2024'te yaşanan dramatik değişim ise Suriye'yi yeni bir evreye taşıdı. HTŞ olarak bilinen grubun Şam'ı ele geçirmesi ve eski rejimin sona ermesi, ülke genelinde büyük sarsıntı yarattı. Rejim liderinin Rusya'ya kaçmasıyla boşalan güç dengesi, yeni bir devlet kurma arayışlarını başlattı. Bu süreçte ABD ve İsrail'in rolleri dikkat çekiyor. Emekli bir generalin görüşlerine göre, Suriye'nin üç veya dört parçalı bir federal yapıya evrilmesi muhtemel; tıpkı eski Yugoslavya gibi bir dağılma riski taşıyor.

Terör örgütlerinin desteklenmesi veya göz yumulması, devletler için ağır sonuçlar doğuruyor. Tarihte birçok örnekte görüldüğü üzere, bu tür yapılar uzun ömürlü olmuyor. Ukrayna Savaşı'nın etkisiyle Rusya'nın çekilmesi ve İran'ın yalnız bırakması da bu karmaşayı derinleştirdi. Suriye'deki terör unsurlarının kökü kazınmadıkça, bölgesel istikrar tehdit altında kalıyor.

Türkiye açısından en kritik nokta, sığınmacıların geleceği ve sınır güvenliği. Suriyeli mültecilerin ülkelerine dönüşü için özendirici politikalar geliştirilmesi gerektiği vurgulanıyor. Çünkü terör temelli yapılar sürdürülebilir değil. Aynı zamanda, iç politikada terörle mücadele tartışmaları sürüyor.
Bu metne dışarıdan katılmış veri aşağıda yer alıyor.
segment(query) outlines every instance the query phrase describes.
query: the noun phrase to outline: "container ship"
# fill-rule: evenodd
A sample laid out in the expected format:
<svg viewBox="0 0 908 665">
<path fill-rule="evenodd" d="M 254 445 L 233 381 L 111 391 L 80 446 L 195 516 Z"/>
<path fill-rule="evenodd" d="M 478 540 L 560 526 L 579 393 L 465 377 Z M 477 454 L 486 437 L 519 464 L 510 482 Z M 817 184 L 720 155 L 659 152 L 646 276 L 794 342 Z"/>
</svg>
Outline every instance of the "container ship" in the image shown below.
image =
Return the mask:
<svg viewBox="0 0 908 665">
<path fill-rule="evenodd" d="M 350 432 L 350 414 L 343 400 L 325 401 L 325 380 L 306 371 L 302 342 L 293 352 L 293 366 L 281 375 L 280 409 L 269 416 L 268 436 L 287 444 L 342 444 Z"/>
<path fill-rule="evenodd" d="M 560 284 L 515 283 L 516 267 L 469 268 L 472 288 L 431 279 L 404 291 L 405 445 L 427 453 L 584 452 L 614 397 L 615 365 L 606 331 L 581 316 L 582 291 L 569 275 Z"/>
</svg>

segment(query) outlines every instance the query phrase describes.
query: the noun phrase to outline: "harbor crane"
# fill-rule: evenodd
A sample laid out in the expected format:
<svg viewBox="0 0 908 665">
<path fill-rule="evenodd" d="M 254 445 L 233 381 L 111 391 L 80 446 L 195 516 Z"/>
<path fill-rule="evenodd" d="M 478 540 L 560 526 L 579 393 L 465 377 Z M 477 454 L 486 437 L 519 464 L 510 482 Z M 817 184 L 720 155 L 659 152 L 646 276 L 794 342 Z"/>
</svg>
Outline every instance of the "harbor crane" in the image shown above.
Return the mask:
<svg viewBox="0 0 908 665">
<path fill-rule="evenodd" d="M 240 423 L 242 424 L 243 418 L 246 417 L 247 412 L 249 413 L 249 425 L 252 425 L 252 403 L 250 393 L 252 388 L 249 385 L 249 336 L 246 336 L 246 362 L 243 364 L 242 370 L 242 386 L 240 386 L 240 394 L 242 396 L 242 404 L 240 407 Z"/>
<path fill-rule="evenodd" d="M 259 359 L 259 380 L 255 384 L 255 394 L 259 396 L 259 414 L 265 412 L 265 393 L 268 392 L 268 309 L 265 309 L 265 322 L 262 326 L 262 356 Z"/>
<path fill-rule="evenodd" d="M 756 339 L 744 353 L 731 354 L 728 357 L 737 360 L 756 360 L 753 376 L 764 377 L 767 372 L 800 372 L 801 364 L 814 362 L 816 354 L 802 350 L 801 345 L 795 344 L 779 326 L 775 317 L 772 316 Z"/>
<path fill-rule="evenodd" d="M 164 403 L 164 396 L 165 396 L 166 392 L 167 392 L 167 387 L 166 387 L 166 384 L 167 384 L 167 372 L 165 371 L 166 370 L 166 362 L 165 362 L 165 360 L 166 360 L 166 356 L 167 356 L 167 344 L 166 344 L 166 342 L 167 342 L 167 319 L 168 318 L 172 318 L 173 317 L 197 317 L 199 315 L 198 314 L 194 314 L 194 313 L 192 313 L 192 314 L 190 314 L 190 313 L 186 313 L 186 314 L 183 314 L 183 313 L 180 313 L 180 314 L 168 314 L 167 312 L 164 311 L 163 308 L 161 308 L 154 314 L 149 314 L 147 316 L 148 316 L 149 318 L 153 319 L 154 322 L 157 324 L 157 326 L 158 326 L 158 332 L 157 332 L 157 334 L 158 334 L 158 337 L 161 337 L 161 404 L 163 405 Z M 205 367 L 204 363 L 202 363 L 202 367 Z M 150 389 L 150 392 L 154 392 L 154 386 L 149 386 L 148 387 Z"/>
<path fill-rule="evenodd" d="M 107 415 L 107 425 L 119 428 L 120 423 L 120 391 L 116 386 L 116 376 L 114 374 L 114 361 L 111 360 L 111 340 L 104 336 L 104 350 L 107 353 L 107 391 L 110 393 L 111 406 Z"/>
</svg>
Bazı görüşler, sorunu demokrasi yoluyla çözme iddiasında bulunsa da, İspanya'daki ETA örneği bile bunun zorluğunu gösteriyor: Silah bırakılsa dahi, örgütle mesafe koyamamak sorun yaratıyor.

Suriye'nin parçalanma riski, Türkiye'nin güvenlik stratejilerini daha da önemli kılıyor. Kuzey bölgelerdeki kontrol, terör koridoru oluşmasını engelliyor ve ulusal çıkarları koruyor. Gelecekte federal bir yapı veya dağılma olursa, bu tampon zonalar hayati rol oynayacak. Terörle mücadelede kararlılık, sadece askeri operasyonlarla değil, diplomatik ve insani adımlarla da desteklenmeli.

Bu gelişmeler, Orta Doğu'daki güç dengelerini yeniden şekillendiriyor. Türkiye'nin proaktif yaklaşımı, sınır güvenliğinden bölgesel istikrara kadar geniş bir yelpazede etkili oluyor. Terör örgütlerinin yükselişi ve düşüşü, evrensel bir ders veriyor: Taviz vermek, uzun vadede ağır bedellere yol açıyor. Suriye'deki bu dönüşüm, Türkiye'nin güvenliğini doğrudan etkilerken, dikkatli izlenmesi gereken bir süreç olarak devam ediyor.

Uzmanlar, terörün kökü kazınmadan kalıcı barışın mümkün olmadığını belirtiyor. Türkiye'nin deneyimleri, bu konuda önemli bir örnek teşkil ediyor. Gelecek aylar, Suriye'nin yeni yapısını ve Türkiye'nin rolünü daha net ortaya koyacak. Bu dinamik ortamda, ulusal güvenlik her zamankinden daha öncelikli.